GBP is the second-worst performer year-to-date in the G10 after the JPY, but the clouds have started to dissipate since the start of Q2, with GBP trimming losses vs the AUD and USD. For GBP/USD, a move up to 1.58 this month is a realistic objective if the BoE communicates a less downbeat message on the economy in next week's Inflation Report. For EUR/GBP, as with most EUR crosses, the tide has turned since ECB president Draghi's comment in Rome on Monday. A run of strong German industry data, Portugal's successful syndicated 10y issue and the EU agreement to disburse aid payments to Cyprus and Greece is putting EUR/USD on track for the first weekly close above 1.3150 since 22 February. US initial claims should not derail this week's move and a successful Spanish bond sale this morning should add momentum for a push towards 1.3228. The EUR gains this week have mostly come against the safe havens like the JPY and CHF, and the NZD after the RBNZ revealed it is capable of intervening again to weaken the currency after having done so last month. With most central banks pulling out all the stops to impede their currencies from strengthening and reports circulating that the ECB is studying the purchase of ABS securities to boost the flow of credit, EUR/JPY and EUR/CHF look set to carry on strengthening.

 

DB's Jim Reid summarizes the balance

Markets are a bit dull at the moment with most risk assets grinding higher/tighter on the weight of money. Volatility is clearly pretty low across most assets again due to liquidity. Yesterday saw the S&P 500 (+0.41%) closing at an all-time high for the fifth consecutive time and the index has rallied in 12 out of the last 14 trading sessions. Gains were also seen across the European equities complex with the Stoxx600 and the DAX up +0.64% and +0.83% respectively. The stronger-thanexpected German IP (+1.2% MoM v -0.15 expected) was encouraging, which dovetails with the positive German factory orders on Tuesday. Credit underperformed equities in relative terms with the CDX IG finishing 1/4bp wider on the day. Interestingly core government bond yields also fell despite the risk rally. The 10-year UST and Bund yields fell 1bp and 3bp to close at 1.766% and 1.269% respectively on the day.
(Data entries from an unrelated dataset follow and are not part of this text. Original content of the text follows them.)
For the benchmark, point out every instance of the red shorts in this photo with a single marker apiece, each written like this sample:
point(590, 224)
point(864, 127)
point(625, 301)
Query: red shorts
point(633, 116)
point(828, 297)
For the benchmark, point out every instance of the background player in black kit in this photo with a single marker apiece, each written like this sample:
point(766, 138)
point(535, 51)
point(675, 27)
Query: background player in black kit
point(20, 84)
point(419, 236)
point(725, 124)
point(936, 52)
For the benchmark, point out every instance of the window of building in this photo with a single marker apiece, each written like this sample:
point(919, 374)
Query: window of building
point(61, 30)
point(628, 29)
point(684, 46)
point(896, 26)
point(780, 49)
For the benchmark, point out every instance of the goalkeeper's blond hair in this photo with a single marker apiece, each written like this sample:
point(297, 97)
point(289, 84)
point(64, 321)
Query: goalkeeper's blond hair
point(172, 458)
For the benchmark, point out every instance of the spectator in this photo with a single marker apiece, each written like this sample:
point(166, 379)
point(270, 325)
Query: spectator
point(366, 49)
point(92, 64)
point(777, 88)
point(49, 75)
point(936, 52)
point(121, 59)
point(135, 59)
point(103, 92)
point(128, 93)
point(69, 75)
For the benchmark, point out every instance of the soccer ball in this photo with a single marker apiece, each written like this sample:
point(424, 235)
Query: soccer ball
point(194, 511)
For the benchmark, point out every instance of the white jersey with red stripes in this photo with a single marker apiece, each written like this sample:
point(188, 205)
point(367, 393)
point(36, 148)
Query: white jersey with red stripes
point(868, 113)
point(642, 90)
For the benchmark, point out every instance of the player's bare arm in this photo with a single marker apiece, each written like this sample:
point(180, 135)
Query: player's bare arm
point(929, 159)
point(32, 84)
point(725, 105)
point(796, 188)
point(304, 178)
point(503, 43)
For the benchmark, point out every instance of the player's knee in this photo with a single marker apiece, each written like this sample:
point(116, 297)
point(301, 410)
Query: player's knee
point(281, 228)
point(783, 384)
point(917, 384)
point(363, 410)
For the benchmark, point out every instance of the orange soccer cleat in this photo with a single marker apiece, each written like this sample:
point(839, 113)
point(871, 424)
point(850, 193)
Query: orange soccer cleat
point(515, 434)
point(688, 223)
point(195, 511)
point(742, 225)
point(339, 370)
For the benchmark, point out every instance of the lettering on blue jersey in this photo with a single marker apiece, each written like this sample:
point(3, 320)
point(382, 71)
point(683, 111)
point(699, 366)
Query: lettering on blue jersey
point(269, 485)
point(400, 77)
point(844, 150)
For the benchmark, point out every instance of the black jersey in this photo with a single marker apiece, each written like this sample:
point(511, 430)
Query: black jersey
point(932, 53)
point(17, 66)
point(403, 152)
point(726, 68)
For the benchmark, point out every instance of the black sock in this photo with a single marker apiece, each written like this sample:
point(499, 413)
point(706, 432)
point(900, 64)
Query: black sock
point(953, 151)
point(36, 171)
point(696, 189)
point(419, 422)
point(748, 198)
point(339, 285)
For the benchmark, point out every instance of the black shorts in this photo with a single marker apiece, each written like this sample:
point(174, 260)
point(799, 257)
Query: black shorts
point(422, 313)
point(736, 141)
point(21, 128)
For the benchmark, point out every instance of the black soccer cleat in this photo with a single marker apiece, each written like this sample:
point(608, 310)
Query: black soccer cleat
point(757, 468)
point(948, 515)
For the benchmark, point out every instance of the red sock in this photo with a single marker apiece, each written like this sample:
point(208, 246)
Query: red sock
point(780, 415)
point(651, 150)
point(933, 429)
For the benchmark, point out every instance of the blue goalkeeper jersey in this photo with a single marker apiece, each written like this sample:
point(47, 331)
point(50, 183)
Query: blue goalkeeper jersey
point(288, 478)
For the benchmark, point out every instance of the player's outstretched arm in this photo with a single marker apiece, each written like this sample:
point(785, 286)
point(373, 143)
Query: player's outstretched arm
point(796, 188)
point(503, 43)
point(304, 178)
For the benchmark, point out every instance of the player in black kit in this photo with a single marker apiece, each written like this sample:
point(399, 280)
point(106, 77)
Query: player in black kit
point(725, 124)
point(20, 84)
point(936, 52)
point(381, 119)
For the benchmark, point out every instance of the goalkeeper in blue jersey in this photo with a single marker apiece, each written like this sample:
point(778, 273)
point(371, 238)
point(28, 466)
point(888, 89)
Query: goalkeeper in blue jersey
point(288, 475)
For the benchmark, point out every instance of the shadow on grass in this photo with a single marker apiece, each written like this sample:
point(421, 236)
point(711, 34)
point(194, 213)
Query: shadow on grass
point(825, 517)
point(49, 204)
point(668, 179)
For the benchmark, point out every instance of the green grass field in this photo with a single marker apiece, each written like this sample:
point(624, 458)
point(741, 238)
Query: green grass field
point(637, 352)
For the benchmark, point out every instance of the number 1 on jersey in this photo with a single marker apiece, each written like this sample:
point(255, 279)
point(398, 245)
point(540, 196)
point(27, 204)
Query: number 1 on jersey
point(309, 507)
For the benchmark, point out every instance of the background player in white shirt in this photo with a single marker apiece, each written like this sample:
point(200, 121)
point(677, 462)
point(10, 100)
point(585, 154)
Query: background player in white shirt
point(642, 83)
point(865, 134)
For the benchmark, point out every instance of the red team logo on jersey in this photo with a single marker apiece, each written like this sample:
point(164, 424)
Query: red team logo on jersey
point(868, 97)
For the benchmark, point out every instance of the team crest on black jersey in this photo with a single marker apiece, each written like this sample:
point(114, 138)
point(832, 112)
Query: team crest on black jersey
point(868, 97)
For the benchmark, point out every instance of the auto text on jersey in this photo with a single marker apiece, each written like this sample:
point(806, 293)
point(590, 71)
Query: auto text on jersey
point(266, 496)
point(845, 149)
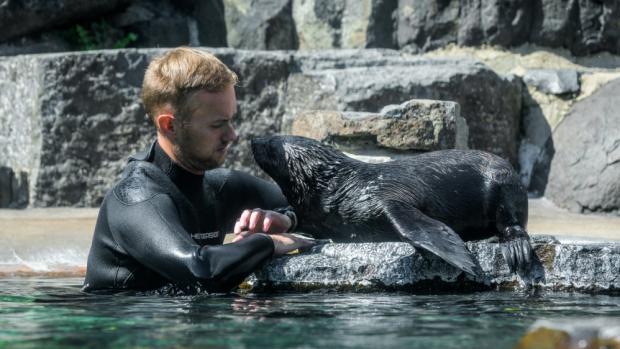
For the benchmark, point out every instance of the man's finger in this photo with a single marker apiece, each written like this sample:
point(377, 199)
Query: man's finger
point(243, 234)
point(267, 222)
point(255, 219)
point(242, 223)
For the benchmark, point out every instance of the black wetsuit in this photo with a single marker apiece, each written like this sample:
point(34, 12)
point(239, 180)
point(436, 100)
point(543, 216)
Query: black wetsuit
point(162, 225)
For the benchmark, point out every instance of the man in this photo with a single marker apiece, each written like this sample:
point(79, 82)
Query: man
point(164, 222)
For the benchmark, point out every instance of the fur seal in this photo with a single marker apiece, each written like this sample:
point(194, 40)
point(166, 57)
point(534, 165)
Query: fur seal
point(432, 200)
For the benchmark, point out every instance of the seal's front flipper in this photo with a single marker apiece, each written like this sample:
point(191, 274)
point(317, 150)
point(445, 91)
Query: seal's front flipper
point(517, 249)
point(431, 235)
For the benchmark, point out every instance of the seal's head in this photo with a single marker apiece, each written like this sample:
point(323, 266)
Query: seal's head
point(302, 167)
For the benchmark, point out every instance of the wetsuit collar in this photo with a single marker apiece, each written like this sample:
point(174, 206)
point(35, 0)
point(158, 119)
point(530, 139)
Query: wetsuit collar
point(146, 155)
point(179, 176)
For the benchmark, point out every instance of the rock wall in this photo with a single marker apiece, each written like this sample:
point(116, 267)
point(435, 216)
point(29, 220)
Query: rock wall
point(75, 118)
point(581, 26)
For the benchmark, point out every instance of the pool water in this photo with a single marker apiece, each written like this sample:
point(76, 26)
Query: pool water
point(53, 313)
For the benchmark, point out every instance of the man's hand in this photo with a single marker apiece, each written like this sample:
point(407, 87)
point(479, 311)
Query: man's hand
point(285, 243)
point(260, 221)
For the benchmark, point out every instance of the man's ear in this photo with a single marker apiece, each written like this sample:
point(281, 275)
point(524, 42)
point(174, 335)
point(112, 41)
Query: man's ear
point(165, 125)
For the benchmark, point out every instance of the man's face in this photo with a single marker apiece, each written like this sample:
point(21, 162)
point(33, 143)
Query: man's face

Overnight markets are mixed as we have the Hang Seng (-0.3%), the Shanghai Composite (-0.6%) and the Nikkei (-0.6%) in the red, and Kospi (+0.7%) are in the green. Korea’s unexpected rate cut (by 25bps), which follows on from the RBA rate cut two days ago, is perhaps lifting the Kospi. Chinese stocks are weaker on the back of a softer-than-expected PPI for April (-2.6% v -2.3%) although CPI headline came in a tad above expectations (+2.4% v +2.3%). Treasuries are a little softer overnight with the 10-year creeping up to 1.809% as we type. Asian IG credit spreads are a touch wider and the focus remains on the primary pipeline. In other developments, ECB’s Asmussen yesterday said that the ECB has discussed buying asset-backed securities (ABS) to support lending to SME firms. He said that policy makers have an open mind to look at all things within their mandate but warned that while the ECB is looking at all possible options to rekindle the ABS market policy makers are far from reaching any conclusion.

In terms of today, the final BoE meeting under the governorship of Mervyn King will be the main event in the UK. The market is not expecting any changes to rates and its QE program in part due to the recent better-than-expected UK data-flow. We will also get UK and Spanish IP reports today. Initial jobless claims will be the main release in the US but we will also pay close attention to Fed speak today. Plosser will first speak with Bloomberg TV at 12.30pm London time today before a 6.15pm appearance at a NYC conference in which he will speak about monetary policy. Lacker will also give a speech on “Ending TBTF is going to be hard work” today at 1pm London. The main speech this week of course will be from Bernanke’s himself at the Chicago Fed Conference tomorrow.